For effusion of equal volume, a gas takes twice the time as taken by methane under similar conditions. The molar mass of the gas is

To find the molar mass of the unknown gas based on the given conditions, we can follow these steps: ### Step-by-Step Solution: 1. **Understanding the Problem**: We know that the time taken for the effusion of the unknown gas is twice that of methane (CH₄). This means that if the time taken by methane is \( t \), the time taken by the unknown gas is \( 2t \). 2. **Relating Time and Rate of Effusion**: The rate of effusion is inversely proportional to the time taken for effusion. Therefore, if the time taken by the unknown gas is twice that of methane, the rate of effusion of the unknown gas (let's call it \( R_1 \)) is half that of methane (let's call it \( R_2 \)): \[ R_1 = \frac{R_2}{2} \] 3. **Applying Graham's Law**: According to Graham's Law of Effusion, the rates of effusion of two gases are inversely proportional to the square root of their molar masses: \[ \frac{R_1}{R_2} = \sqrt{\frac{M_2}{M_1}} \] Where \( M_1 \) is the molar mass of the unknown gas and \( M_2 \) is the molar mass of methane. 4. **Substituting Known Values**: We know that the molar mass of methane (CH₄) is \( 16 \, \text{g/mol} \).

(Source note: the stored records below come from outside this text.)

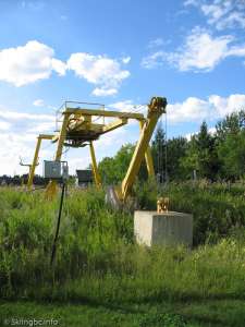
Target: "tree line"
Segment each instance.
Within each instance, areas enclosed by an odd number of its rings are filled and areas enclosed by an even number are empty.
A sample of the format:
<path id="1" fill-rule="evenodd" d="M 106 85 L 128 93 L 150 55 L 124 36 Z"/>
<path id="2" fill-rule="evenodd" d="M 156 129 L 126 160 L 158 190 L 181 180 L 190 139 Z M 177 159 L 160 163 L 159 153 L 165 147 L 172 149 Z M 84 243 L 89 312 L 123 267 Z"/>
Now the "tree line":
<path id="1" fill-rule="evenodd" d="M 233 112 L 220 120 L 213 131 L 206 121 L 191 140 L 179 136 L 166 140 L 158 125 L 150 144 L 155 171 L 161 182 L 183 181 L 193 178 L 210 181 L 235 181 L 245 177 L 245 111 Z M 114 157 L 99 162 L 103 182 L 122 181 L 128 168 L 135 144 L 125 144 Z M 143 162 L 139 180 L 147 179 Z"/>

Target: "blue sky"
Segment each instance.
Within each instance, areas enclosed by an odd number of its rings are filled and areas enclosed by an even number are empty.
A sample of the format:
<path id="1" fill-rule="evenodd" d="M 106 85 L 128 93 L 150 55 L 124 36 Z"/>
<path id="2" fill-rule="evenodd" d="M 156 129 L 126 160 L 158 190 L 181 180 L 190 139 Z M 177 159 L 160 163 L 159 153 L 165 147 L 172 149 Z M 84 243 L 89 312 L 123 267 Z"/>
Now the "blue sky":
<path id="1" fill-rule="evenodd" d="M 32 160 L 63 100 L 127 111 L 166 96 L 169 137 L 245 107 L 243 0 L 1 0 L 0 31 L 0 173 L 24 172 L 19 156 Z M 98 159 L 137 135 L 134 123 L 108 134 Z M 44 144 L 40 162 L 53 152 Z M 89 164 L 86 149 L 66 159 Z"/>

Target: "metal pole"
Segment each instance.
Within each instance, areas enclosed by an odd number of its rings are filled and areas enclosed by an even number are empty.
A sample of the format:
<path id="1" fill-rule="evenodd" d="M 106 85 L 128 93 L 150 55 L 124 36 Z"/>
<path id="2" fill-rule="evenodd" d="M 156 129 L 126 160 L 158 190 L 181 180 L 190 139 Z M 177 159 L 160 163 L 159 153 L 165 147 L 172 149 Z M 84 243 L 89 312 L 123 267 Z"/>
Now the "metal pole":
<path id="1" fill-rule="evenodd" d="M 54 235 L 53 243 L 52 243 L 52 253 L 51 253 L 51 258 L 50 258 L 50 266 L 52 266 L 52 264 L 53 264 L 53 261 L 54 261 L 54 257 L 56 257 L 56 252 L 57 252 L 57 242 L 58 242 L 58 237 L 59 237 L 59 231 L 60 231 L 60 221 L 61 221 L 61 214 L 62 214 L 62 207 L 63 207 L 63 201 L 64 201 L 64 190 L 65 190 L 65 183 L 63 182 L 61 198 L 60 198 L 59 215 L 58 215 L 58 220 L 57 220 L 57 230 L 56 230 L 56 235 Z"/>

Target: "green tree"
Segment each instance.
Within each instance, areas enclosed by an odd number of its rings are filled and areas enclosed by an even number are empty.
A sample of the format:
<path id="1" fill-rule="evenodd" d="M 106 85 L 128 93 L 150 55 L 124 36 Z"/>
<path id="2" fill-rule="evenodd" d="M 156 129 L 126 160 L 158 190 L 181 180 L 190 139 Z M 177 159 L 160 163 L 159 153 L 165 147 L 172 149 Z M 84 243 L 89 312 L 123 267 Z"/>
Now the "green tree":
<path id="1" fill-rule="evenodd" d="M 185 175 L 189 178 L 196 170 L 200 178 L 215 180 L 220 162 L 217 153 L 216 136 L 208 132 L 206 122 L 200 125 L 198 134 L 191 138 L 186 155 L 181 159 Z"/>
<path id="2" fill-rule="evenodd" d="M 245 130 L 230 133 L 218 146 L 219 159 L 222 162 L 221 175 L 236 180 L 245 175 Z"/>

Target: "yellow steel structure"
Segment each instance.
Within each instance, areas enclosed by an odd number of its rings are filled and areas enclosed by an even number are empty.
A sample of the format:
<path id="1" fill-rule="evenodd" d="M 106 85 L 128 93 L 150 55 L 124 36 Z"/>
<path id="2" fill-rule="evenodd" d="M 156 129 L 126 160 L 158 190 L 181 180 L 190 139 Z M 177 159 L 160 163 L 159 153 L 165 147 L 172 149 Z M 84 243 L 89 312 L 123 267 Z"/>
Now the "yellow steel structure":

Substituting \( R_1 = \frac{R_2}{2} \) into Graham's Law gives: \[ \frac{\frac{R_2}{2}}{R_2} = \sqrt{\frac{16}{M_1}} \] This simplifies to: \[ \frac{1}{2} = \sqrt{\frac{16}{M_1}} \] 5. **Squaring Both Sides**: To eliminate the square root, we square both sides: \[ \left(\frac{1}{2}\right)^2 = \frac{16}{M_1} \] This simplifies to: \[ \frac{1}{4} = \frac{16}{M_1} \] 6. **Cross-Multiplying to Solve for \( M_1 \)**: Cross-multiplying gives: \[ M_1 = 16 \times 4 \] Therefore: \[ M_1 = 64 \, \text{g/mol} \] 7. **Conclusion**: The molar mass of the unknown gas is \( 64 \, \text{g/mol} \). ### Final Answer: The molar mass of the gas is **64 g/mol**.